Ironic that we were talking about it today, because for me, Sunday afternoon is the ideal time to make up a couple of things to eat for the week. I usually try to make one thing for the kids (muffins, oatmeal bars, granola bars, quick bread, healthy cookies, or a soup or casserole to pack for lunches) and one thing for us (soup, grilled chicken breasts, boiled eggs, chicken salad, chickpea salad, or washed and chopped greens for smoothies and salads, etc). By taking an hour or so to do this, it ensures that we have a few healthy things stocked in the refrigerator all week long for those times when we need something quick.
And like every busy mom since the 70’s, I love finding great Crock-Pot meals for busy days. You just cannot beat the convenience of coming home to a nearly finished dinner! Tonight’s dinner was a new recipe and WOW, was it a hit!! Easy, healthy, and full of flavor.

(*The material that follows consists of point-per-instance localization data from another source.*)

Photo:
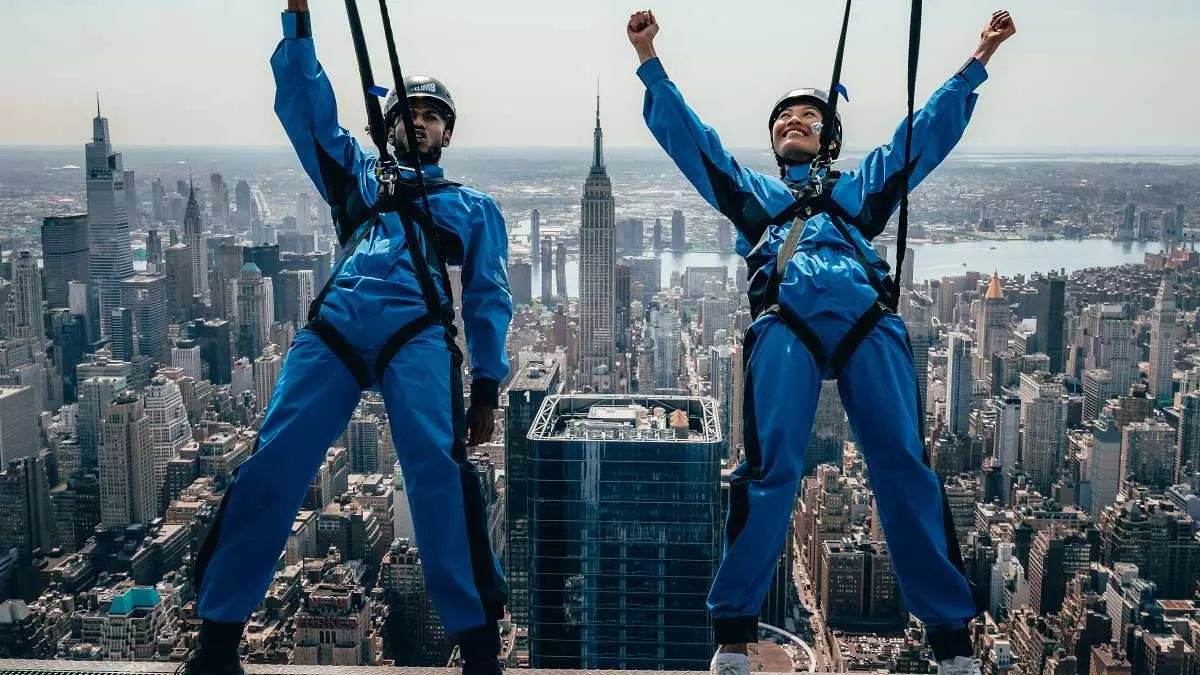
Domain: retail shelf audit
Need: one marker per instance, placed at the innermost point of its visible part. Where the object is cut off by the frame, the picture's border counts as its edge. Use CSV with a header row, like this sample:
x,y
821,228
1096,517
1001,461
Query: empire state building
x,y
598,262
111,257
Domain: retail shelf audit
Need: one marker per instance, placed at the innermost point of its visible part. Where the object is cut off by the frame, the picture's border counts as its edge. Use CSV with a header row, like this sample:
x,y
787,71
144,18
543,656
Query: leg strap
x,y
802,332
342,348
855,336
401,338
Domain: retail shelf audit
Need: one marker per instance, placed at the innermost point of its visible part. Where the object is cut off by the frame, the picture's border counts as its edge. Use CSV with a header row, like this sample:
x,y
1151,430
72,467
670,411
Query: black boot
x,y
480,650
216,652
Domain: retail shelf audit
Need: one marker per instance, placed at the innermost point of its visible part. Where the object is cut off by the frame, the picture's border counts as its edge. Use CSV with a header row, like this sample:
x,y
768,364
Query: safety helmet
x,y
421,88
817,97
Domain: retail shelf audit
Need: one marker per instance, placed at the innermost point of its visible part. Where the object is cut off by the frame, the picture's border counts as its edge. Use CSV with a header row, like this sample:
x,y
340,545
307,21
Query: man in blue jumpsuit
x,y
832,286
375,305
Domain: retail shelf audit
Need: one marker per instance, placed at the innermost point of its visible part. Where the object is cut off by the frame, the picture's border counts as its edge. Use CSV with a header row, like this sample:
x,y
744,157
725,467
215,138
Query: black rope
x,y
377,129
388,172
913,53
829,125
417,246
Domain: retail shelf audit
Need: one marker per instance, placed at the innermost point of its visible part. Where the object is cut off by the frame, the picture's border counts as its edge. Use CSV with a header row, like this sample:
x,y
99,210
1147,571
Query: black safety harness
x,y
408,198
816,196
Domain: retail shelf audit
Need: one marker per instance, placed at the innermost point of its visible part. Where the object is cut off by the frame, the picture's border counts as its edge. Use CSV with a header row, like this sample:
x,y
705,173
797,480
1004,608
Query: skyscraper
x,y
220,198
1162,342
95,394
1104,466
624,285
677,233
561,270
267,372
1187,441
724,236
535,380
361,440
169,430
521,282
295,293
1055,557
1044,418
193,236
132,205
919,321
245,203
647,273
180,286
959,383
18,423
1051,302
1097,392
267,258
256,311
227,266
111,254
598,256
546,269
1156,536
1147,454
667,334
217,347
27,517
147,297
64,255
993,322
831,430
534,233
1007,440
27,299
126,464
1110,345
154,250
186,356
607,590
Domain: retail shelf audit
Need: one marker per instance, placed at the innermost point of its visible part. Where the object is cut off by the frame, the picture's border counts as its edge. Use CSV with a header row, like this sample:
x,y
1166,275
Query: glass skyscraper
x,y
624,531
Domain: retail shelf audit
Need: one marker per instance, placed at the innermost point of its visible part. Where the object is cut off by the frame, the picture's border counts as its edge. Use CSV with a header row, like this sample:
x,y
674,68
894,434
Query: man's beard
x,y
426,157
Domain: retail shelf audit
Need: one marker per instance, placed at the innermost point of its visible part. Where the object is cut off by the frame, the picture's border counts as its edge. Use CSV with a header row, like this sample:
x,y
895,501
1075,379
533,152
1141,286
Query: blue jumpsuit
x,y
375,293
829,290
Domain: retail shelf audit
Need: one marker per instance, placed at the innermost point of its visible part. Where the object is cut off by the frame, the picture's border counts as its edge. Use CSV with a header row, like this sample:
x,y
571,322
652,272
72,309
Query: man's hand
x,y
480,423
999,29
641,29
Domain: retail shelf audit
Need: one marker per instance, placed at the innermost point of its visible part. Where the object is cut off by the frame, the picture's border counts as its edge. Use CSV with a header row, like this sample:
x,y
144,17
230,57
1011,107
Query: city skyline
x,y
58,79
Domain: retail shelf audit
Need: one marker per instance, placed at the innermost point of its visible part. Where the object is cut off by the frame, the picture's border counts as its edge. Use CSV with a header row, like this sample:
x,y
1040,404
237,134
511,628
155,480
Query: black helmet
x,y
420,87
820,99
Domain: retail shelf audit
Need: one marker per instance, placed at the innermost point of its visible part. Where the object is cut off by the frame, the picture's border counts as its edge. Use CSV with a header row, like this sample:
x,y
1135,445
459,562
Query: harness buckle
x,y
388,175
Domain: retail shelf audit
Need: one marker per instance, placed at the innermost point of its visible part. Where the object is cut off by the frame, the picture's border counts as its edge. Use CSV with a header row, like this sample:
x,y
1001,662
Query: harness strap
x,y
342,348
855,336
903,225
803,333
399,339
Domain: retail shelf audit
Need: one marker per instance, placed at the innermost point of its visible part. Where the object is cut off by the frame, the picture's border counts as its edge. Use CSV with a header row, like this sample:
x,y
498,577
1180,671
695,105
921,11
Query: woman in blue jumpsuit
x,y
373,296
827,286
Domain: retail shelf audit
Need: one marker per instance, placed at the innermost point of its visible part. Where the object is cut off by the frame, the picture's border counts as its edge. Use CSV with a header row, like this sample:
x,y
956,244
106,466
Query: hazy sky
x,y
1085,75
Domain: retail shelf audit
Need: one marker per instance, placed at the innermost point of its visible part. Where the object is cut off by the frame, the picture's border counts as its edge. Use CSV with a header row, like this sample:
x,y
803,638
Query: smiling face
x,y
430,125
792,135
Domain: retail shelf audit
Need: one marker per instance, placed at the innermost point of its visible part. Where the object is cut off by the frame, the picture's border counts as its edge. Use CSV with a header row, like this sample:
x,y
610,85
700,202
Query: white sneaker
x,y
727,663
959,665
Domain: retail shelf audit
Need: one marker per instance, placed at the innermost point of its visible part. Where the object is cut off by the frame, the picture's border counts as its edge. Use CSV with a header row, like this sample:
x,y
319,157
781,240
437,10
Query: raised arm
x,y
747,198
874,190
486,314
305,103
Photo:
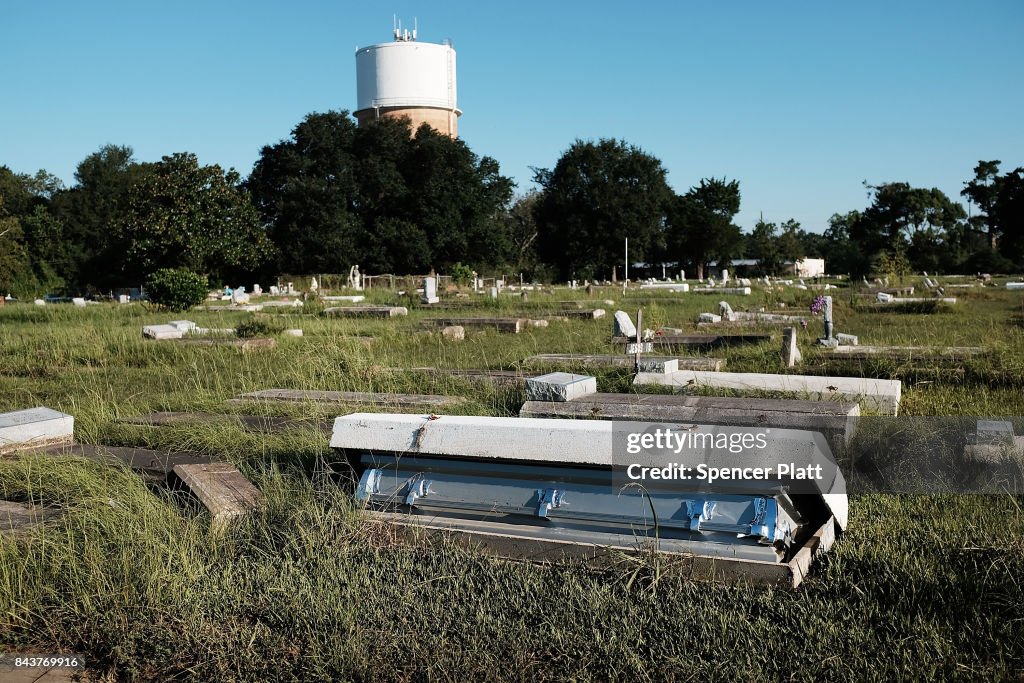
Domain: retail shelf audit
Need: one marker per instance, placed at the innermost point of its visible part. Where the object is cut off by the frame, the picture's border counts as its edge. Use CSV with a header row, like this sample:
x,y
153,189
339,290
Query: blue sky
x,y
799,101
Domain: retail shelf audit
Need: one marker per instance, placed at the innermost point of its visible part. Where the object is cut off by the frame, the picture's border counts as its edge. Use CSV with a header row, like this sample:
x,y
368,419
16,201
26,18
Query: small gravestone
x,y
559,386
429,291
624,325
791,352
454,332
162,332
35,426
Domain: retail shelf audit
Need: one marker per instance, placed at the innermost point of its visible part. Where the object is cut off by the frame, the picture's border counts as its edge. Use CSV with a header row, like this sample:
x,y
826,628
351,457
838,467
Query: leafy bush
x,y
176,289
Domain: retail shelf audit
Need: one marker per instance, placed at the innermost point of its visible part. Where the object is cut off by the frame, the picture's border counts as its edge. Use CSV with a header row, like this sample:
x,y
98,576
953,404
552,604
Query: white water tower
x,y
407,78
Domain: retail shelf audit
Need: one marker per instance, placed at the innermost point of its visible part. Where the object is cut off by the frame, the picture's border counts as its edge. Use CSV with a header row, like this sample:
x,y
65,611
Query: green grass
x,y
919,588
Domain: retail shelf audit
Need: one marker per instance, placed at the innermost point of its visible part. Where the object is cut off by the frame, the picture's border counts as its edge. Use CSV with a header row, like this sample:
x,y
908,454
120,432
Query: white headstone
x,y
559,386
429,291
791,353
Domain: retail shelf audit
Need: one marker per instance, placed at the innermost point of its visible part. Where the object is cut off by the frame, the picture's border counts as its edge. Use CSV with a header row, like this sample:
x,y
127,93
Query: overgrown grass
x,y
919,588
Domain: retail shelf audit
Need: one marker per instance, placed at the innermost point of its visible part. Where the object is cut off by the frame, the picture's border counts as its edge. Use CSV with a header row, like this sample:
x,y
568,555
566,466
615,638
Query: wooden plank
x,y
907,352
882,396
509,325
675,341
153,464
495,377
257,423
615,360
311,395
837,421
367,311
221,487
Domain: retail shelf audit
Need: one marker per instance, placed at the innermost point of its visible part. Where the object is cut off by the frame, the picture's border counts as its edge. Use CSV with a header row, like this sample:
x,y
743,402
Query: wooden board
x,y
245,344
367,311
838,421
907,352
155,465
677,341
495,377
221,487
310,395
613,360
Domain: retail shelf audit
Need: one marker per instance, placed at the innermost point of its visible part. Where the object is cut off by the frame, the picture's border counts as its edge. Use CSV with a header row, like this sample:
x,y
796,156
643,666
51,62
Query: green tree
x,y
598,195
982,191
699,226
763,246
335,195
92,258
184,215
791,249
1008,214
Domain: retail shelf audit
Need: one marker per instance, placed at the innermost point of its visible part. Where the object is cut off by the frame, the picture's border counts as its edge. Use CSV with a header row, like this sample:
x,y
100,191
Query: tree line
x,y
333,195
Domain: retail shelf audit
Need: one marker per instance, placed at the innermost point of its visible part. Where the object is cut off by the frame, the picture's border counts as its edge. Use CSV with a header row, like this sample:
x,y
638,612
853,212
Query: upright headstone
x,y
429,291
791,353
624,325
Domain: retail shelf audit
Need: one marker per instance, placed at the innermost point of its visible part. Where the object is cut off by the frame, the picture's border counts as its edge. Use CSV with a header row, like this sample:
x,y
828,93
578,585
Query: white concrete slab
x,y
881,396
162,332
559,386
34,426
558,440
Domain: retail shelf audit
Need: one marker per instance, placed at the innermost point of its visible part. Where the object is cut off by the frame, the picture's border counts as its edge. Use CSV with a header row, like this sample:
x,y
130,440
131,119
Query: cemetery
x,y
627,365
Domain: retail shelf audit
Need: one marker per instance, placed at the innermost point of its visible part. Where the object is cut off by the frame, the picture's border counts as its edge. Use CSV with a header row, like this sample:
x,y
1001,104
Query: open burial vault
x,y
548,488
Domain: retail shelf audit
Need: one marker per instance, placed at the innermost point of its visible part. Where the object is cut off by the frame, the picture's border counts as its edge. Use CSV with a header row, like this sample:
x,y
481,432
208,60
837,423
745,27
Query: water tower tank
x,y
407,78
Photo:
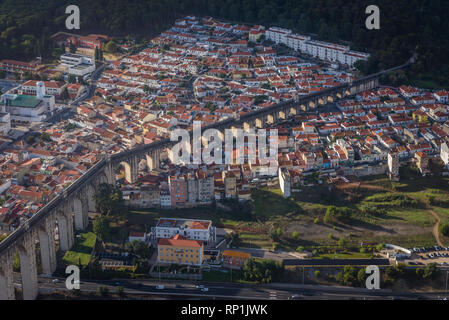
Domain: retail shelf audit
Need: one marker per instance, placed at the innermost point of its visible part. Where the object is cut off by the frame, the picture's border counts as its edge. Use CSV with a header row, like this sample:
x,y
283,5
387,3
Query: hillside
x,y
406,26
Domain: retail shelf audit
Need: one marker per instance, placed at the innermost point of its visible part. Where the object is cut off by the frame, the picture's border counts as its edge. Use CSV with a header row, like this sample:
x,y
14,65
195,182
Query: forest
x,y
406,26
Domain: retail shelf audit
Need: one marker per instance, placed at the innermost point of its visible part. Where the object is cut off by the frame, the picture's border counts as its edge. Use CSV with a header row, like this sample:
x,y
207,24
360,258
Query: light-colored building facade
x,y
180,250
191,229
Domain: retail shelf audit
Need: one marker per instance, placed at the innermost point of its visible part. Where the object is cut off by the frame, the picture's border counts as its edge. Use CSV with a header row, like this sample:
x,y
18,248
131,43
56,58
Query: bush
x,y
263,271
295,235
444,229
102,291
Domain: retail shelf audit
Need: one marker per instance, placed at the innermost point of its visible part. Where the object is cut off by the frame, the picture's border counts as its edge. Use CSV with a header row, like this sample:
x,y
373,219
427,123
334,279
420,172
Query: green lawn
x,y
236,276
81,251
349,255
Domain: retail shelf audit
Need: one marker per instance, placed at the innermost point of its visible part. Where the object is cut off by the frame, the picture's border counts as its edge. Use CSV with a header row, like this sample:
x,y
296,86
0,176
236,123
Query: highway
x,y
181,289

Slow Cooker Jamaican Jerk Pork with Caribbean Salsa
Recipe adapted from Skinny Taste
Jamaican Jerk Pork Ingredients
3 lb pork loin (all visible fat trimmed from the bottom)
3-4 cloves garlic, minced
2 T. jerk seasoning (I used the McCormick Perfect Pinch Jerk seasoning)
1/2 tsp kosher salt
1 lime, juiced
1/2 cup orange juice (store bought or a couple of fresh squeezed oranges)
Caribbean Salsa Ingredients
1 avocado, diced
2 mangos, finely diced (or 1 1/2 cups thawed from frozen)
1 1/2 T red onion, finely diced
2 T. fresh cilantro, chopped
2 T. fresh squeezed lime juice
kosher salt to taste (I used about 1/4 tsp)
Directions
Mix lime juice, orange juice, minced garlic, jerk seasoning, and salt.
The original recipe calls for the marinade to be poured over the pork and marinated in the refrigerator overnight (in a ziploc bag or large covered dish). While this would be a great option for a busy weekday, I missed this step and just added everything to the Crock-Pot before cooking it and it still tasted great.
Add pork and marinade to slow cooker and cook on low for 4-8 hours. Here is where you will need to know your slow cooker a little bit. Even on low, mine seems to cook pretty quickly. Our pork loin was perfect after 4-5 hours.
Remove pork to a cutting board and shred using 2 forks.
Remove liquid from the slow cooker and reserve. Add pork back into slow cooker along with 1 cup of the reserved liquid. Allow this to sit while you prepare the salsa.
To prepare salsa, add diced avocado, diced mango, chopped onion, cilantro, and fresh squeezed lime juice to a bowl. Gently toss to combine and season with kosher salt.
I served this over cilantro lime rice. I made up some basmati rice according to the directions on the package, and mixed it with some fresh lime juice (1-2 T), chopped cilantro (1-2 T), and a pinch of kosher salt.
For a side, I went with some simple marinated cucumbers and they were great together!
Marinated Cucumbers
Ingredients
2 cucumbers, peeled and sliced
1/2 cup white distilled vinegar
1/4 cup cold water
3 T sugar (could sub honey)
1/2 tsp kosher salt
Directions
Mix vinegar, water, sugar and salt. Add sliced cucumbers and toss to coat. Cover and refrigerate for 2-3 hours before serving.